Patrialis mengatakan, pihak lapas hanya berwenang menerima narapidana atau tahanan yang segala telah diurus oleh kejaksaan. Hal ini, lanjutnya, sudah sesuai dengan peraturan yang berlaku.

SCROLL TO CONTINUE WITH CONTENT

"Sesuai prosedur, kawan-kawan lapas menerima dengan baik tahanan, namanya siapa dan dibikin berita acaranya, dan itu dihadiri oleh petugas kejaksaan negeri Bojonegooro. Ya sudah dikonfirm ya sudah masuk seperti biasa," papar Patrialis.

Untuk ke depannya, agar hal semacam ini tidak terulang Patrialis mengusulkan adanya perbaikan di sejumlah lini.

"Makanya untuk ke depannya kita akan coba lebih baik lagi. Akan dibahas di protap di mana akan menggunakan foto terpidana dipasang," tukas politisi dari Partai Amanat Nasional ini.

Seperti diberitakan, dengan imbalan uang Rp 10 juta, Karni rela menggantikan posisi Kasiem meringkuk di dalam sel penjara Lapas Bojonegoro sejak dilakukan eksekusi Kejari Bojonegoro, 27 Desember 2010 lalu.

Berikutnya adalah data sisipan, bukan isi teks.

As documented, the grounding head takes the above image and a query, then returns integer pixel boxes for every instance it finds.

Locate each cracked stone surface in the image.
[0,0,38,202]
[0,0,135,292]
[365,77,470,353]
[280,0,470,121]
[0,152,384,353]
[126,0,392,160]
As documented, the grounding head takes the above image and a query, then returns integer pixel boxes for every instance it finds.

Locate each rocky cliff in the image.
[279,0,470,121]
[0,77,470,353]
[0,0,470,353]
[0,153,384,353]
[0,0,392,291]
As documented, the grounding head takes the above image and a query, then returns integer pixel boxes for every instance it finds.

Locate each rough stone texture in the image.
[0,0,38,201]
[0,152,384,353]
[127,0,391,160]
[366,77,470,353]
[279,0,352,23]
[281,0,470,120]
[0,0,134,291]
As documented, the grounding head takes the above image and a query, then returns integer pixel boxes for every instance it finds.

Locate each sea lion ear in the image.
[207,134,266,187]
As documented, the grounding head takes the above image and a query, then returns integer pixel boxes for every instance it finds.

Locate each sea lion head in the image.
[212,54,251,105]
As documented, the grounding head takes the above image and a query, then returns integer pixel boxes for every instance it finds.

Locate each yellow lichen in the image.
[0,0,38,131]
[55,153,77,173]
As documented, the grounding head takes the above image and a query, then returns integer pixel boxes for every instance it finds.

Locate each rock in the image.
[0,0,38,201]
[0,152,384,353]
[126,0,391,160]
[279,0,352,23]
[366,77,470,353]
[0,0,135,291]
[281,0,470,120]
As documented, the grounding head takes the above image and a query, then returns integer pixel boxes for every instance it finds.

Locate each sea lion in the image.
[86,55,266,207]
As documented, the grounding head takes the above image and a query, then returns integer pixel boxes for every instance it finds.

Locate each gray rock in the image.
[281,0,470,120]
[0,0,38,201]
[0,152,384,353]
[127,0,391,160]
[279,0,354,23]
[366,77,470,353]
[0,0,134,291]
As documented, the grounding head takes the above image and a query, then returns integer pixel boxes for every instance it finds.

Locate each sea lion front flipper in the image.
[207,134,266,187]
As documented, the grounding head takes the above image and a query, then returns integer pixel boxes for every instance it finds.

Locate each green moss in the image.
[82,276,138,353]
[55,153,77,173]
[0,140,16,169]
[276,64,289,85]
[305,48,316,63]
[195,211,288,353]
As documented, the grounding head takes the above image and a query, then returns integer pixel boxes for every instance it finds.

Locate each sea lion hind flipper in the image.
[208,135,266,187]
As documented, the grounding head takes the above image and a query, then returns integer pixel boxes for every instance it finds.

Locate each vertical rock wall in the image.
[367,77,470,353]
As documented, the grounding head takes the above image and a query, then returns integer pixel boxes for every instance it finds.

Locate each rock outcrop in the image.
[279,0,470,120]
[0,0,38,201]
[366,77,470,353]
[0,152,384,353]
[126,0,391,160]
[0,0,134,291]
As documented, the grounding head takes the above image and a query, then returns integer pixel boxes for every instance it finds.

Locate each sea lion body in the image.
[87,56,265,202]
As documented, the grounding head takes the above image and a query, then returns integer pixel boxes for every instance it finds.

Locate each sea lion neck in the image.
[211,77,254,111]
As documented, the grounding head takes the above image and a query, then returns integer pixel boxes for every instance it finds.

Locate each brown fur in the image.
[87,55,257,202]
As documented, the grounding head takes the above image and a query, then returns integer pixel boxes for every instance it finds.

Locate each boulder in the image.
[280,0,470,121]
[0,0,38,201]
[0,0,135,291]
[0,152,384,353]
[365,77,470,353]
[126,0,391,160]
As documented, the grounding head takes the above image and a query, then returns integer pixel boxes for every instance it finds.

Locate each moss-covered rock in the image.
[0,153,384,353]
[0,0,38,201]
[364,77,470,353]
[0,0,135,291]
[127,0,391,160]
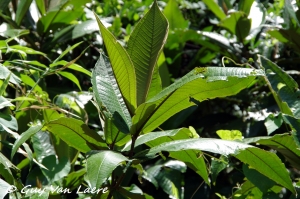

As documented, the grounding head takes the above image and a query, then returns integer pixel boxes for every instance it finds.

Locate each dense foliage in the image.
[0,0,300,199]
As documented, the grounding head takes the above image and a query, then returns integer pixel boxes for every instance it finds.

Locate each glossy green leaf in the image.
[163,0,189,30]
[143,160,185,199]
[0,179,11,199]
[264,114,283,135]
[217,130,243,140]
[45,118,105,153]
[0,74,11,96]
[234,148,296,194]
[92,53,131,133]
[52,41,83,64]
[0,64,21,85]
[0,112,18,131]
[11,125,43,158]
[239,0,254,16]
[95,14,137,114]
[141,138,253,157]
[9,45,47,57]
[15,0,32,26]
[21,74,43,93]
[259,56,300,119]
[127,1,168,105]
[0,0,11,11]
[243,164,276,193]
[131,67,263,134]
[219,12,251,41]
[244,134,300,169]
[58,71,81,90]
[203,0,226,20]
[42,155,71,183]
[85,151,128,188]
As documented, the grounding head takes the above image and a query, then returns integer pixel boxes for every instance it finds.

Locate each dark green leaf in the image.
[86,151,128,188]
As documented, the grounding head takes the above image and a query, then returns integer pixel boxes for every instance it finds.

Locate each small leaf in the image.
[86,151,128,188]
[234,147,296,194]
[94,13,137,114]
[92,54,131,133]
[127,1,169,105]
[11,125,43,158]
[217,130,243,140]
[58,71,81,90]
[45,118,105,153]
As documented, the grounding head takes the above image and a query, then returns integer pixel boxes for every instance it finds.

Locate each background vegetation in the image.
[0,0,300,199]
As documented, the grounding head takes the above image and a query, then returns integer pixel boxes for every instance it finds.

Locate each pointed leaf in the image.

Terbongkarnya kasus ini berawal dari kecurigaan petugas Lapas Bojonegoro yang sebelumnya sempat mengetahui wajah terdakwa Kasiem. Setelah ditelusuri, ternyata benar bahwa yang dijebloskan ke dalam sel tahanan adalah orang yang salah. Karni sendiri, telah mengakui bahwa dirinya mendapat imbalan uang dari Kasiem untuk menggantikannya menerima hukuman di dalam penjara.

Dalam kasus ini, Kasiem mestinya menjalani hukuman atas putusan Kasasi untuk 2 perkara sekaligus. Yakni Kasasi nomor 2726K dan 2712K yang semuanya menguatkan putusan PN Bojonegoro dan PT yang telah menjatuhkan vonis 3 bulan 15 hari terkait kasus penyelewengan pupuk bersubsidi.